Fjǫrlausa hykk Frísi,
friðskerðir, þik gerðu,
— brauzt með byggðu setri
Brandfurðu þar — randa.
Játmundar hlaut undir
ættniðr gǫfugr hættar;
danskr herr skaut þá dǫrrum
drótt, es þú rakt flótta.
Friðskerðir randa, hykk þik gerðu Frísi fjǫrlausa; þar brauzt Brandfurðu með byggðu setri. Gǫfugr ættniðr Játmundar hlaut hættar undir; danskr herr skaut þá drótt dǫrrum, es þú rakt flótta.
Peace-breaker of shields [WARRIOR], I believe you made the Frisians lifeless; you destroyed Brentford there with its inhabited settlement. The noble descendant of Eadmund [= Edmund Ironside] received dangerous wounds; the Danish army then pierced the host with spears when you pursued the fleeing.

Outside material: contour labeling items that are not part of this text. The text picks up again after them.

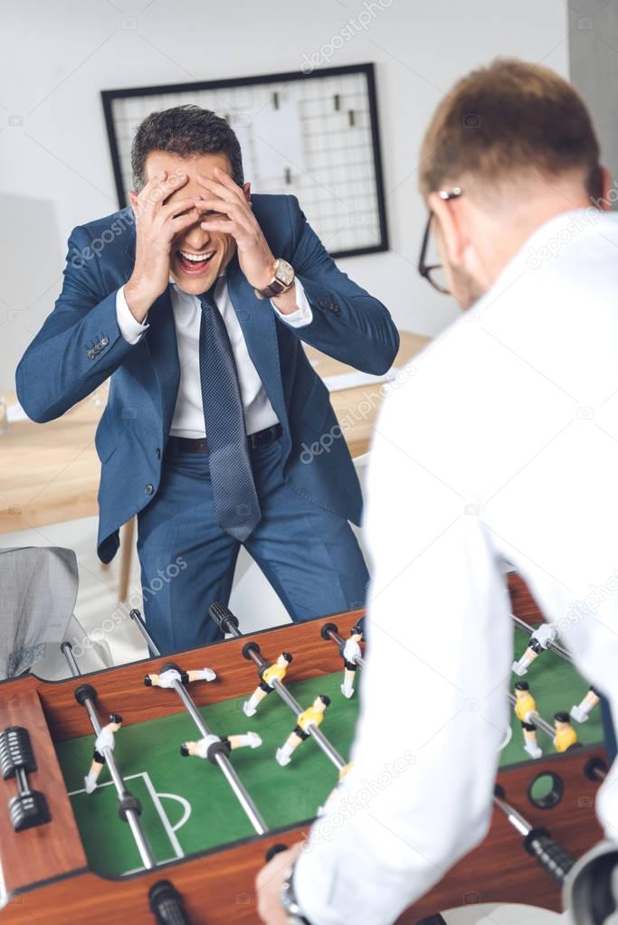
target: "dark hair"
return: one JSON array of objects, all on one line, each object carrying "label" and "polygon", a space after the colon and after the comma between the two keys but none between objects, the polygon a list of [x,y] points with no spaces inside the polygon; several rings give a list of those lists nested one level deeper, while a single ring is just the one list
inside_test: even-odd
[{"label": "dark hair", "polygon": [[498,59],[443,97],[421,148],[423,195],[467,178],[492,187],[509,175],[581,170],[602,195],[599,142],[581,96],[549,68]]},{"label": "dark hair", "polygon": [[193,103],[151,113],[138,126],[130,149],[136,192],[146,184],[145,164],[151,151],[167,151],[179,157],[227,154],[232,179],[239,186],[244,182],[242,154],[234,130],[216,113],[202,109]]}]

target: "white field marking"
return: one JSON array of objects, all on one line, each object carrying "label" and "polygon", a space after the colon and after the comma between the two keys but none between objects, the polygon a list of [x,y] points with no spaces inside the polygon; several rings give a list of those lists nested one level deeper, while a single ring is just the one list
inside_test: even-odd
[{"label": "white field marking", "polygon": [[[150,779],[150,774],[148,773],[147,771],[144,771],[143,773],[142,774],[142,777],[143,777],[143,783],[146,784],[148,792],[150,793],[151,799],[154,804],[154,808],[158,812],[159,816],[161,817],[161,821],[163,822],[163,828],[166,830],[166,832],[167,833],[167,838],[169,839],[171,845],[174,851],[176,852],[176,857],[184,857],[184,851],[180,847],[180,843],[176,837],[176,831],[172,828],[169,820],[167,819],[167,813],[163,808],[163,805],[161,803],[161,800],[159,799],[159,795],[154,789],[153,782]],[[191,809],[189,811],[191,812]]]},{"label": "white field marking", "polygon": [[[165,857],[162,861],[157,861],[156,862],[156,866],[160,867],[162,864],[170,864],[171,861],[175,861],[175,860],[178,860],[178,858],[176,857]],[[130,873],[142,873],[142,871],[145,870],[146,870],[145,868],[131,868],[130,870],[125,870],[125,871],[123,871],[123,873],[121,873],[120,876],[121,877],[128,877]],[[149,870],[152,870],[153,869],[149,868]]]},{"label": "white field marking", "polygon": [[[133,781],[137,777],[143,778],[143,783],[145,783],[146,789],[147,789],[148,793],[150,794],[150,797],[151,797],[151,799],[153,801],[153,804],[154,805],[154,808],[156,809],[157,813],[159,814],[159,819],[161,820],[161,824],[163,825],[163,828],[166,830],[166,834],[167,835],[167,838],[169,839],[170,845],[173,847],[174,851],[176,852],[176,857],[184,857],[184,851],[180,847],[180,843],[179,842],[178,838],[176,837],[176,829],[179,828],[179,825],[177,825],[174,828],[172,828],[172,826],[170,824],[170,821],[167,819],[167,814],[166,813],[165,809],[163,808],[163,806],[161,805],[161,800],[158,797],[158,794],[156,793],[156,791],[154,790],[154,787],[153,786],[153,782],[150,779],[150,775],[149,775],[148,771],[142,771],[139,774],[128,774],[127,777],[124,778],[124,780],[125,781]],[[113,787],[113,786],[114,786],[114,782],[113,781],[105,781],[105,783],[97,783],[96,789],[98,790],[101,787]],[[78,794],[85,794],[85,793],[86,793],[86,789],[85,789],[85,787],[82,787],[80,790],[71,790],[71,791],[69,791],[68,796],[77,796]],[[171,794],[165,794],[163,796],[172,796]],[[179,800],[181,800],[181,801],[184,800],[184,797],[181,797],[181,796],[179,796],[177,798]],[[186,801],[184,801],[184,802],[186,802]],[[191,814],[191,805],[190,804],[188,804],[188,805],[190,807],[189,812]],[[187,817],[187,819],[189,817]],[[184,823],[186,822],[186,820],[183,819],[181,821],[182,821],[182,824],[184,825]],[[139,868],[137,870],[142,870],[142,868]]]},{"label": "white field marking", "polygon": [[159,794],[158,796],[160,799],[178,800],[178,802],[181,805],[183,808],[182,818],[179,822],[177,822],[176,825],[172,826],[173,831],[178,832],[179,829],[181,829],[182,826],[189,821],[192,810],[191,803],[189,800],[186,800],[184,796],[179,796],[178,794]]},{"label": "white field marking", "polygon": [[513,729],[511,728],[511,726],[507,726],[504,738],[498,746],[498,751],[502,751],[504,748],[506,748],[512,738],[513,738]]}]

[6-7] ættniðr Játmundar ‘the descendant of Eadmund [= Eadmund Ironside]’: The person referred to by the kenning as a whole is (somewhat confusingly) Eadmund Ironside, though English sources do not record Eadmund as suffering wounds in a battle near Brentford (if the two helmingar refer to the same event). But there are two candidates for the Eadmund who is his ancestor, and determinant of the kenning: the king of East Anglia martyred by vikings in 869, and the king of England from 939-46. Both are plausible: Knútr’s devotion to the cult of S. Eadmund (see Lawson 1993, 142-3) might suggest it is the saint who is being invoked, while Óttarr’s allusion to Eadgar in st. 3/6 indicates that he was familiar with the royal house of Wessex. Eadmund Ironside was indeed the descendant of the tenth-century king, but not of the ninth-century martyr; however, kinship need not be literal in honorific locutions such as this. The same kenning occurs in Ótt Hfl 13/6, 8 as niðja Játmundar ‘kinsman of Eadmund’, but there refers to Æthelred.